A universal neutral-atom quantum computer with individual optical addressing and non-destructive readout

Quantum computers must achieve large-scale, fault-tolerant operation to deliver on their promise of transformational processing power [1-4]. This will require thousands or millions of high-fidelity quantum gates and similar numbers of qubits [5]. Demonstrations using neutral-atom qubits trapped and manipulated by lasers have shown that this modality can provide high two-qubit gate (CZ) fidelities and scalable operation [6-13]. However, the gates in these demonstrations are driven by lasers that do not resolve individual qubits, with universal computation enabled by physical mid-circuit shuttling of the qubits. This relatively slow operation may greatly extend runtimes for useful, large-scale computation. Here we demonstrate a universal neutral-atom quantum computer with gate rates limited by optical switching times, rather than shuttling, by individually addressing tightly focused laser beams at an array of single atoms.
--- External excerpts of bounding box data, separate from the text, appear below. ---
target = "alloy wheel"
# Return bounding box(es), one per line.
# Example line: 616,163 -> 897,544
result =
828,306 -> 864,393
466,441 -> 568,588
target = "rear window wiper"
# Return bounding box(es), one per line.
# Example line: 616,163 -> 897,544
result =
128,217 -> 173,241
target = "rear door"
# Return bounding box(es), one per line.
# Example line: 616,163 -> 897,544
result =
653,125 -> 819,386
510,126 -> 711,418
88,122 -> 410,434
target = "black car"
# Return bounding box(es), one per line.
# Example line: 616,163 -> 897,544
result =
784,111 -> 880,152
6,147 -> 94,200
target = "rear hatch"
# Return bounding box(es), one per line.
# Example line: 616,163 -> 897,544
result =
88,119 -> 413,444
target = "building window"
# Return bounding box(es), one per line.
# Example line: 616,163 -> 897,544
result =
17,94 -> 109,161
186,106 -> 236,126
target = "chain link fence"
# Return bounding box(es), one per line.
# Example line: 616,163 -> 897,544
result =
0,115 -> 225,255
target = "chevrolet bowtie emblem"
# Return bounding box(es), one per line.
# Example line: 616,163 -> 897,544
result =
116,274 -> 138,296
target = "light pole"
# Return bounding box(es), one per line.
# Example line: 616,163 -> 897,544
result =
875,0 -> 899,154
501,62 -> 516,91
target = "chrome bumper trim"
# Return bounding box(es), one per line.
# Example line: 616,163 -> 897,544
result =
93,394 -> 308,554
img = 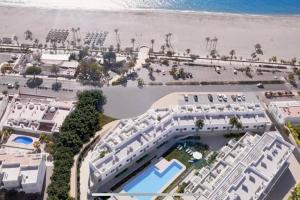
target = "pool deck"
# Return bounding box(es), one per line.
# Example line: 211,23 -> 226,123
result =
117,158 -> 186,200
2,134 -> 38,150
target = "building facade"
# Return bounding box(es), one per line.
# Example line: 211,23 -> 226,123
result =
89,102 -> 272,192
0,151 -> 46,193
268,101 -> 300,124
185,132 -> 294,200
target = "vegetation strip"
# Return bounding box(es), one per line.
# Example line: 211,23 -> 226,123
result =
47,90 -> 106,200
We achieve CZ fidelity of 99.35(4)% and local single-qubit RZ gate fidelity of 99.902(8)%. Moreover, we demonstrate non-destructive readout of alkali-atom qubits with 0.9(3)% loss, which boosts operational speed. This technique also enables us to measure a state-of-the-art CZ fidelity of 99.73(3)% when excluding atom-loss events, which may be mitigated through erasure conversion. Our results represent a critical step towards large-scale, fault-tolerant neutral-atom quantum computers that can execute computations on practical timescales.